"Fooled By Randomness" by Nassim Nicholas Taleb. Totally changed the way I think about everything.
Here's an example (I haven't read the book in a while so I forget the exact numbers and the exact way its presented in the book, but bear with me):
Some people look at successful traders (or any sort of successful person) and assume that that person is really good at what they do. Imagine you have 100,000 people, and every year on Jan 1st they all play Russian Roulette with a gun with six chambers, and one bullet. Every year a certain number of people will die. After 30 years, there won't be many left, maybe around 500 people from the original 100,000. Are these people really good at playing Russian Roulette? Or are they lucky? Similarly, is a successful trader really good at what he does? Or is he lucky?

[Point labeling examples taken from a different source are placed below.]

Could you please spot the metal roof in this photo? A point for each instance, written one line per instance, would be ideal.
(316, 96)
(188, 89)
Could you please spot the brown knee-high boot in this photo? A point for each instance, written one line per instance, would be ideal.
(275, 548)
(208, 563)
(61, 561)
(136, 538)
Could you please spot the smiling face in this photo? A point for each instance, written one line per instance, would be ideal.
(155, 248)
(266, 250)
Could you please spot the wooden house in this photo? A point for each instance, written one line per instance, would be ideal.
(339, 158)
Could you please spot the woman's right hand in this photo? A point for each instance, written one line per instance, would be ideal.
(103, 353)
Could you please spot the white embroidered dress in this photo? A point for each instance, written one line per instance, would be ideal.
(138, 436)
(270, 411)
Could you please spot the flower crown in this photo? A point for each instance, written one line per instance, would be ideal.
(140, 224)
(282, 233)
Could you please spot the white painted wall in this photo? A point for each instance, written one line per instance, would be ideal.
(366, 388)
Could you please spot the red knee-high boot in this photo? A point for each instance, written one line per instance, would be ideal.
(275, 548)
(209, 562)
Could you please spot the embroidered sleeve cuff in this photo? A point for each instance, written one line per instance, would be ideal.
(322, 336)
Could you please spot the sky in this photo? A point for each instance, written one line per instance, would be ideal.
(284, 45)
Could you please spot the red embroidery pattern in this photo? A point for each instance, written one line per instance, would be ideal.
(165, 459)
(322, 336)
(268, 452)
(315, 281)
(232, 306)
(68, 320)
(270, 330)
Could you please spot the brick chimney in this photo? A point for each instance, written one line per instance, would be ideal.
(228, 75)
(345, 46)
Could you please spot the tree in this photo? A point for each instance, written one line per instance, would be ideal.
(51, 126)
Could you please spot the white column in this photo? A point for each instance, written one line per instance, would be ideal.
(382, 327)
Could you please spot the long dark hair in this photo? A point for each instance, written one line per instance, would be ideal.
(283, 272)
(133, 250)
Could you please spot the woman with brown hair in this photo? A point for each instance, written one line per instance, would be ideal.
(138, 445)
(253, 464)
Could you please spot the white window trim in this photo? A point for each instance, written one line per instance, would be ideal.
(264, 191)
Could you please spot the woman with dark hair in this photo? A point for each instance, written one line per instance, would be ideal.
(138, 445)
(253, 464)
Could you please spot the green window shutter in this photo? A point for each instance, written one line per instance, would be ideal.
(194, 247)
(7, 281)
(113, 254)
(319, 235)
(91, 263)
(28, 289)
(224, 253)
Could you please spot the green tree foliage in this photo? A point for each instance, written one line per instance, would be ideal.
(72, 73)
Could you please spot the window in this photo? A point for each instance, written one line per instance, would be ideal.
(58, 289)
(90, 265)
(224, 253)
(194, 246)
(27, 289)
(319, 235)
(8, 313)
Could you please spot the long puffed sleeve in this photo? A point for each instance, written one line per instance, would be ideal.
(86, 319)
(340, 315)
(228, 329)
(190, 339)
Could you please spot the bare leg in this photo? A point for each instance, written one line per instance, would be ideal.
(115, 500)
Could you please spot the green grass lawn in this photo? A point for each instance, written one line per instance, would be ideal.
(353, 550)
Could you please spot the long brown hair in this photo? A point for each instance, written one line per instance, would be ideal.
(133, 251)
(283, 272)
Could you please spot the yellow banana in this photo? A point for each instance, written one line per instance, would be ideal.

Another thing discussed in the book is a study where they asked a hundred people in an airport if they would be interested in buying insurance for ten dollars. That insurance would cover absolutely anything that would go wrong on the person's vacation whether their baggage was lost, or they were killed or dismembered. People weren't very interested in this all-inclusive insurance that would cover absolutely anything. Another group of a hundred people at the airport were asked if they would be interested in insurance that would cover them only for anything that went wrong that was related to a terrorist activity. And people were very interested in this insurance. So the book goes into some discussion about the way people's perceptions of risk are totally flawed. Some really interesting stuff.